おくりびとの日記

数多くの仏様を成仏させた「おくりびと」が、お葬式の出会いを綴ります。終活の参考になれば幸いです。

ダメな葬儀屋と交代する

電話が掛かってきました。「葬儀屋すぐに来てくれ。このダメな葬儀屋と交代してくれ」相手は困惑と戸惑いを含んだ声で告げています。ただ事ではありません。とりあえず伺いました。玄関先にて電話で告げられたダメな葬儀屋が帰るところに出くわしました。知らない顔です。葬儀組合の会合でも見たことのない顔でした。


このお家では過去に葬儀を出した経験がなく、初めてのお葬式依頼でしたので、近頃皆様が良く行うネットの検索をして葬儀屋を選んだそうです。パソコンやスマホに「葬儀」と打ち込むと、検索上位に価格の安さをうたう「葬儀仲介業者」が出てきます。前も話した通りこの会社は葬儀屋紹介業です。全国からお葬式の注文を受けて 各地に登録している葬儀社に仕事を振り分けるだけなのです。
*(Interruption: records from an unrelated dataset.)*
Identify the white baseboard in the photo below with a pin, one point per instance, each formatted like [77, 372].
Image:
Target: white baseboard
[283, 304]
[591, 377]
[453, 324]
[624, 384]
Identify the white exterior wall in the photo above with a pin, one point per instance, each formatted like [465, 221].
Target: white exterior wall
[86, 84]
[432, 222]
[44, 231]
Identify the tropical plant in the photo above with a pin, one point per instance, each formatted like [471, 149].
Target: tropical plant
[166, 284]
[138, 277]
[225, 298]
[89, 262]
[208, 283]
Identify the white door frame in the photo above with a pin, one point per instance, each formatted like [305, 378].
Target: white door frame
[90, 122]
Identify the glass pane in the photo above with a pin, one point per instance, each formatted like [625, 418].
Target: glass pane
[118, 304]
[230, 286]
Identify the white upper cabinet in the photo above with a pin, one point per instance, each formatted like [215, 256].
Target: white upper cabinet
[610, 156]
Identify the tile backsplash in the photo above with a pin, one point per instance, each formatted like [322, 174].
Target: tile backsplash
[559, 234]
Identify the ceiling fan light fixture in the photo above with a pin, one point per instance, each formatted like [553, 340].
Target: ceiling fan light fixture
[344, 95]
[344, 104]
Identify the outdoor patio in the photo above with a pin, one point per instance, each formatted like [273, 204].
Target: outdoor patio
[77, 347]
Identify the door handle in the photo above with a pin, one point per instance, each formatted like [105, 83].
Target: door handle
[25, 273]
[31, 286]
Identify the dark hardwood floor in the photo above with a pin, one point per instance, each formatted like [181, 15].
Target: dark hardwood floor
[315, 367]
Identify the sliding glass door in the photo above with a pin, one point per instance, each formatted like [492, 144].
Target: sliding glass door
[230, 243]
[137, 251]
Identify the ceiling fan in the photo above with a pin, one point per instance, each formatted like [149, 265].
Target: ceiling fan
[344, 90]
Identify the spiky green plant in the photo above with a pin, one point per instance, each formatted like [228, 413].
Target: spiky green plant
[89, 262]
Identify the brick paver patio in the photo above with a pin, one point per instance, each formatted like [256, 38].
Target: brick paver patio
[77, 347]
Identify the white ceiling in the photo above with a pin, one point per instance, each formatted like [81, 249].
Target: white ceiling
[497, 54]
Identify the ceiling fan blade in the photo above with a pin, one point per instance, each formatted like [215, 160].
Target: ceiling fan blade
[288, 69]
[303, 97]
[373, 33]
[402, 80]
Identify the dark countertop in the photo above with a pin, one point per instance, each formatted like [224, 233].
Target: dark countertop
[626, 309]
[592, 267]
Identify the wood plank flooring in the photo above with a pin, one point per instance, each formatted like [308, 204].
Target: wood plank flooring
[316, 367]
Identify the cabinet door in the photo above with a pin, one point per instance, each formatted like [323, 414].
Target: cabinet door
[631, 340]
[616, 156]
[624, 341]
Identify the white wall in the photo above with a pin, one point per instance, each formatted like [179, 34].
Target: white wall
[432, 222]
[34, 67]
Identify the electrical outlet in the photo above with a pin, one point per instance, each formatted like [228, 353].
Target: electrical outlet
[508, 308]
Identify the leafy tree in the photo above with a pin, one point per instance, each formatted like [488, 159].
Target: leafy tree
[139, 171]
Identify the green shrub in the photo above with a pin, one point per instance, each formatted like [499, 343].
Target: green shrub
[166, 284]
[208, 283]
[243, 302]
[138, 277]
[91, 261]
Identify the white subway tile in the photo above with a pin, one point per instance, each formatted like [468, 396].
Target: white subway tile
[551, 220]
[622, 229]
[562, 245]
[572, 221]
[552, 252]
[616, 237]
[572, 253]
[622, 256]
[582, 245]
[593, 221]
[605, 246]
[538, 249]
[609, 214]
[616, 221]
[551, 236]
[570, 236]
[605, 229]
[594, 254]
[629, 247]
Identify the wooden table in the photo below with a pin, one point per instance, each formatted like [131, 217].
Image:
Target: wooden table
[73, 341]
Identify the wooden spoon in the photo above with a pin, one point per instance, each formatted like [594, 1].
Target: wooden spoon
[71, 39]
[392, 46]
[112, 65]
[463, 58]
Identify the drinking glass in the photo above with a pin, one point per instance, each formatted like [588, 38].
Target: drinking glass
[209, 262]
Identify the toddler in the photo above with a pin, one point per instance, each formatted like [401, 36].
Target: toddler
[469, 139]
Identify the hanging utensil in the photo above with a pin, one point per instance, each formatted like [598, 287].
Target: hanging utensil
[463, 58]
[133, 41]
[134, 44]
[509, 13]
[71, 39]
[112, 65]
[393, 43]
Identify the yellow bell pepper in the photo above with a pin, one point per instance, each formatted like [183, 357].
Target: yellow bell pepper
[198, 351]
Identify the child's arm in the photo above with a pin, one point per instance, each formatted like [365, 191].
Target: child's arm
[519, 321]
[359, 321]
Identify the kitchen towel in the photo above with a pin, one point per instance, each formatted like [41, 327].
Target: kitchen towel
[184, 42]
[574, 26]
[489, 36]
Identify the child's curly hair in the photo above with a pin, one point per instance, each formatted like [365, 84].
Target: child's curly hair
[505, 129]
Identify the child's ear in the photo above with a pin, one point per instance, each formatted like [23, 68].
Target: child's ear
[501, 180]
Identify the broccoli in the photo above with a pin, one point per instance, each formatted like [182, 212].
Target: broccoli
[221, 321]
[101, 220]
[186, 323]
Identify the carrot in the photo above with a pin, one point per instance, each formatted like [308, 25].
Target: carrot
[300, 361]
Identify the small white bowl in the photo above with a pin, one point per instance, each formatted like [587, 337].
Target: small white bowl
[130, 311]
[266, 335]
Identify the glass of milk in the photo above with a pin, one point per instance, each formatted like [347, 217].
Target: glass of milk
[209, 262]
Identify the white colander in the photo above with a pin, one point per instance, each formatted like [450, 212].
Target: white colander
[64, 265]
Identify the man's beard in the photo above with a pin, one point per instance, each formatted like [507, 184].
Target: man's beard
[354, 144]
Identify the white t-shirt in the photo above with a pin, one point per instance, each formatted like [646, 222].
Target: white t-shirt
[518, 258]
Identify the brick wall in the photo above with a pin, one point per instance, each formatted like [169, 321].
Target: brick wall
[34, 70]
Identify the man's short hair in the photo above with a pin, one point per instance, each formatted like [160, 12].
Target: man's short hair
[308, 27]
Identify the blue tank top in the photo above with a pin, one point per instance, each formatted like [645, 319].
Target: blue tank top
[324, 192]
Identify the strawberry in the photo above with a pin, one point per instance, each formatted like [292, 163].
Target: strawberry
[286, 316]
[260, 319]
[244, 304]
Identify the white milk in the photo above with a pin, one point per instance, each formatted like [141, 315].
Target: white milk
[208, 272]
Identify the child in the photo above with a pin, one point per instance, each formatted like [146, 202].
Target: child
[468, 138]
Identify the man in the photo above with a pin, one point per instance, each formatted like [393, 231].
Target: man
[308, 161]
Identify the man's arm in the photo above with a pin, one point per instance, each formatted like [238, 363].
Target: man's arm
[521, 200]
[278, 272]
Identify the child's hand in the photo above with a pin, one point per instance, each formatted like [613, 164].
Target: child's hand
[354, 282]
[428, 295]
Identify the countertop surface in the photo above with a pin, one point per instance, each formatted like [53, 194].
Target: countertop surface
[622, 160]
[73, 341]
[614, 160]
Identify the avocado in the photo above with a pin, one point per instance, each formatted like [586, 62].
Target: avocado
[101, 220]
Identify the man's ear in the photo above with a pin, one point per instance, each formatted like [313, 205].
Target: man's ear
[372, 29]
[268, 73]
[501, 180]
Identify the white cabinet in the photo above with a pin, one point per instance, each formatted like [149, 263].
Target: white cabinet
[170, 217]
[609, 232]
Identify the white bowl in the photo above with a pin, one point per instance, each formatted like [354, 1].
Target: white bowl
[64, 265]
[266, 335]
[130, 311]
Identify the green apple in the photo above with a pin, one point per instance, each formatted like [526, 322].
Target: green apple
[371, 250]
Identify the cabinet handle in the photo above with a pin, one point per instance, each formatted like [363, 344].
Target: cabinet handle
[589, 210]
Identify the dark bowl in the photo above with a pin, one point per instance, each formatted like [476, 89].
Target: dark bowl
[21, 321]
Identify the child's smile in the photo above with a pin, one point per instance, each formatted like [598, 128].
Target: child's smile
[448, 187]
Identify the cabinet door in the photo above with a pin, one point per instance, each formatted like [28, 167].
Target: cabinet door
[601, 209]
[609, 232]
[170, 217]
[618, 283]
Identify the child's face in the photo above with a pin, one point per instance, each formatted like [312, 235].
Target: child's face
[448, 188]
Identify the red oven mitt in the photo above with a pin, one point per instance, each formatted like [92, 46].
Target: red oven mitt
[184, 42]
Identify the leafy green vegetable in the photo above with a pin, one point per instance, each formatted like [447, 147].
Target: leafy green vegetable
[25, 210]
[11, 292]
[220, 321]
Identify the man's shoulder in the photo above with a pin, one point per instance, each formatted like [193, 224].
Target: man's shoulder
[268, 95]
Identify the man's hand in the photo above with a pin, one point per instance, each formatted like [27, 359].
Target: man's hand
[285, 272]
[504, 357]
ネットの「小さなお葬式」「よりそうお葬式」「イオンのお葬式」などはすべてこのシステムです。格安、定額をうたい文句にする、この葬儀社紹介サイトには欠点があります。それは電話を受けた紹介業者は自社に登録してある葬儀社だけを選んで派遣するという点です。お葬式を頼む喪家様には、どの葬儀屋にするかとの決定権がありません。当然、何十万の買い物をする業者のハズレくじを引く可能性も大いにあるのです。


お話しを聞くとサイトに電話して、だいぶ時間が経ってからやってきた葬儀屋は次々と、とんでもない事を要求し始めたようです。「参加人数を早く決めてください。そうしたら借りるホールを交渉します。どの会場で行うかはその時でないと決められません」「格安セットですから、市役所手続きは全部自分でやってください」とどめは「火葬場の場所を知らないから、喪主さんが道案内で先導してください」これを聞いた時点で堪忍袋の緒が切れた喪主様は冒頭の電話に繫がったのです。


この業者は素人葬儀屋です。葬儀屋は開業するのに何にも資格が要らない職業です。とりあえず葬儀屋紹介サイトに登録して依頼を受け小遣い稼ぎをするのです。定額プランなので内容の説明は必要無いですし、日程を決めるだけで出来るのです。場所の交渉をして当日は派遣スタッフを依頼すれば一人でも十分に対応可能です。


ウェブサイトの紹介業社には、長年の信頼があり、ある程度の顧客がついて集客が出来る老舗葬儀屋はほとんど加入していません。理由は簡単です。この紹介業者は莫大な中間搾取をします。電話を取り次ぐだけで毎月高額の下請け加入料を払わせられるのです。お葬式の総額が安いうえに紹介料を引かれるのですから、人件費と利益を出すために、引き受けた葬儀屋は棺桶等の品は最低価格の商品を使用します。


ネットの葬儀屋紹介サイトを否定はしません。突然のお葬式で頼りになる存在でもあります。わかりやすい説明もあります。何より金額の不安がない定額制と安価な設定に飛びつく方も多いのです。しかし大きなリスクとして、呼ばれた葬儀屋は、お葬式をまともに施工できない人間かもしれないのです。画面のページのお客様アンケートはたぶん創作だと感じます。思うにあの内容は真実の声ではないはずです。


安いお葬式を望むあまり、ネットの宣伝とコマーシャルの心地よい言葉に飛びついて後で後悔する方も多いのです。安い商品は「価格なりのことしかしない」のです。満足感と達成感を感じるまともなお葬式はある程度の金額がかかると思います。